3) Our women had more power than men, and when we wanted to protest in the city, we danced and sang, and women were at the front of the line.
They called us wild people, but in the end, they respected me as a straight-A student. I changed bullying to respect. Found a lot of friends there. I was not only a straight-A student but also could sing, dance, and act. I made myself famous in those days.
So moving from one place to a new land and working hard to learn new things is not strange for me.
I moved to Shiraz (a bigger city than Bushehr) at age 17 and to America at 24. I was traveling and learning at the same time. I was in America for six months and then returned to Iran. It was 1978, and people were in the streets.
I didn't know that I would be a writer soon. I was witnessing a historical era. Revolution didn't bring freedom, happiness, or equality; instead, they started taking from us whatever we had. They forbade almost all our rituals and even told us what to wear, drink, and do. They changed the names of cities and streets. They didn't let newborn babies have Iranian names. They tried to remove all of the colors from our life. They wanted us to forget our past and beliefs and history. The most horrible thing in our personal and cultural life was happening.
Confronting misery with dancing and singing helped me cope with the sorrow and suffering that was ahead, but it was not enough; I had to find a powerful tool. Unconsciously I was looking for a way to get rid of storms. Life was not easy but still beautiful. In this situation, I started writing. I was a swimmer that began in a stormy ocean. I had to fight huge waves that came from the horizon every other second and tried to drown me. They wanted to invade us with their culture, and I couldn't be numb.
I put a special ritual before a political disaster: writing a story!
That was my resilience against the invasion, and I did it unconsciously. I was not wholly aware of what I wanted to do.
It was during the Iran-Iraq war. There was no hope of publishing my story, and everything pushed me to write. I traveled around the country, went to many villages, and recorded their stories and fairy tales. I didn't have a place to write. I didn't have a desk. I wrote my first story, Kanizu” in 12 places. Whenever I found a desk, I would start writing. I never had the luxury to write in a calm, stable, peaceful situation.

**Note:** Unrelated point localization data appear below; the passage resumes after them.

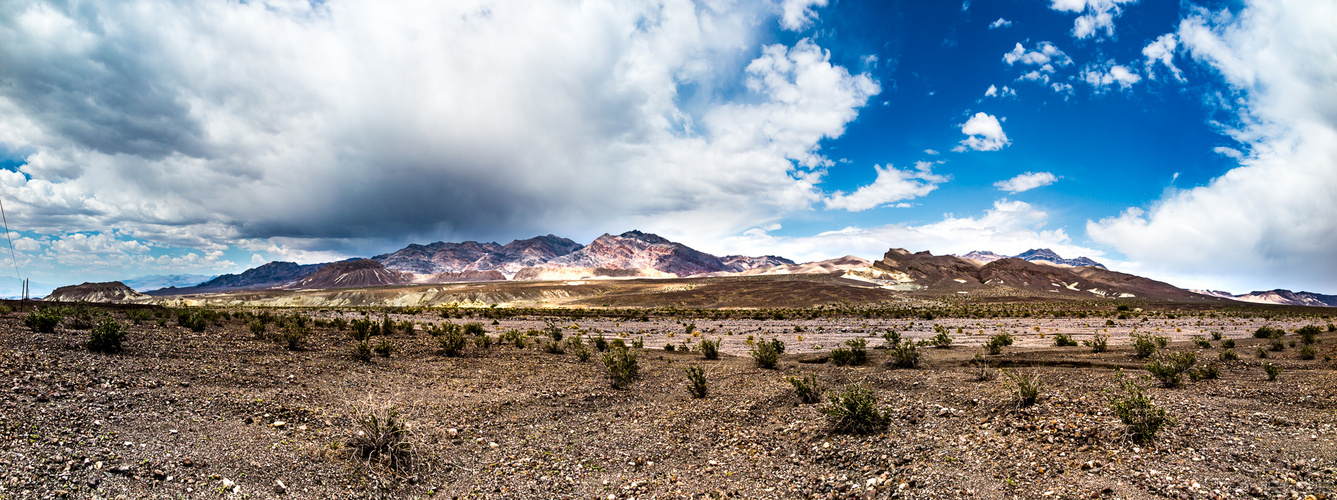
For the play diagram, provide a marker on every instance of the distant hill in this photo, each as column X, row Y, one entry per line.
column 161, row 281
column 1034, row 256
column 107, row 292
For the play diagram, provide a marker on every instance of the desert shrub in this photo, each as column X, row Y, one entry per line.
column 904, row 354
column 766, row 354
column 554, row 348
column 1273, row 370
column 983, row 372
column 1142, row 417
column 710, row 349
column 362, row 329
column 996, row 342
column 622, row 366
column 106, row 336
column 1205, row 372
column 808, row 389
column 941, row 340
column 452, row 341
column 292, row 336
column 855, row 411
column 1309, row 334
column 695, row 381
column 1098, row 342
column 1026, row 387
column 362, row 352
column 1268, row 332
column 1145, row 345
column 43, row 320
column 552, row 330
column 384, row 348
column 383, row 440
column 1170, row 368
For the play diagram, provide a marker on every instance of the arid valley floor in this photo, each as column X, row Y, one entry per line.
column 222, row 413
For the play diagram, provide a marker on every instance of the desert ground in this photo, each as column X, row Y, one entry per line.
column 226, row 412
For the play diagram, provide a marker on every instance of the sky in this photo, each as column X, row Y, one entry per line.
column 1191, row 142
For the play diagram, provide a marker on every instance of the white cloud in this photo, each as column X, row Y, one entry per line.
column 1095, row 15
column 797, row 15
column 1026, row 182
column 354, row 122
column 1162, row 51
column 1007, row 227
column 1102, row 76
column 1043, row 54
column 1266, row 222
column 984, row 134
column 891, row 185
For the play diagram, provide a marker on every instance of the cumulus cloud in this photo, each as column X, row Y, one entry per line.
column 1007, row 227
column 199, row 125
column 891, row 185
column 797, row 15
column 1026, row 182
column 1161, row 51
column 1095, row 16
column 1266, row 221
column 1101, row 78
column 1043, row 54
column 984, row 134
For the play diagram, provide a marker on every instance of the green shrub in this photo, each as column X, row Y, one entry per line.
column 855, row 411
column 941, row 340
column 695, row 381
column 1098, row 342
column 808, row 389
column 1142, row 417
column 106, row 336
column 622, row 366
column 1145, row 345
column 1268, row 332
column 452, row 341
column 1273, row 370
column 904, row 354
column 710, row 349
column 384, row 348
column 362, row 352
column 1170, row 368
column 766, row 354
column 43, row 320
column 1027, row 387
column 1309, row 334
column 1063, row 340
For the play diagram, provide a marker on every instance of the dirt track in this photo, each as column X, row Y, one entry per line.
column 179, row 412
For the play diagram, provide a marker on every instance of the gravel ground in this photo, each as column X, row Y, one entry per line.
column 222, row 415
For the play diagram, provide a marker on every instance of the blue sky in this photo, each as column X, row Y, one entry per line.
column 1190, row 142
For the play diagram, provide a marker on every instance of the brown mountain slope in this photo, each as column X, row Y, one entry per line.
column 349, row 274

Eventually, the war that was supposed to end sedition in the world ended, and the government allowed us to publish our books.
Like a hungry cat suddenly seeing a piece of meat, I quickly started publishing the books I had written. Eventually, after eight years of waiting, they let my publisher publish my first short story collection, and the following year the novels The Drowned, The Devil's Stones, and The Heart of Steel. My books were welcomed by the people and attracted the jealousy of some of my colleagues. (I will write a separate post about their behavior because I was shocked by their brutality.)
My overnight fame made those still anonymous furious, but they didn't know that I had been working and writing for at least nine years.
Very soon, a lawsuit was filed against the third edition of The Devil Stones. The private plaintiff was from Qom. They had seen traces of the Baha'i Faith in the stories.
Later, the same pattern continued: They would let me publish a book, and when it reached the third or fourth edition, they would confiscate it.
They wanted to show me their power and make me desperate. They wanted me to be helpless. But I did not stop writing, and the government did not leave me alone. They wanted me to learn to be vulnerable and hopeless.
As a child, I had known something else. I had learned that the stormy sea would finally calm down. So I continued writing and publishing. I became an established writer, which was not acceptable to the government. Eventually, all of my books were confiscated, and they banned them with various excuses. When my publisher asked the Ministry of Art and Islamic Guidance, "Which story is the problem?"
They answered: "Her name is the problem."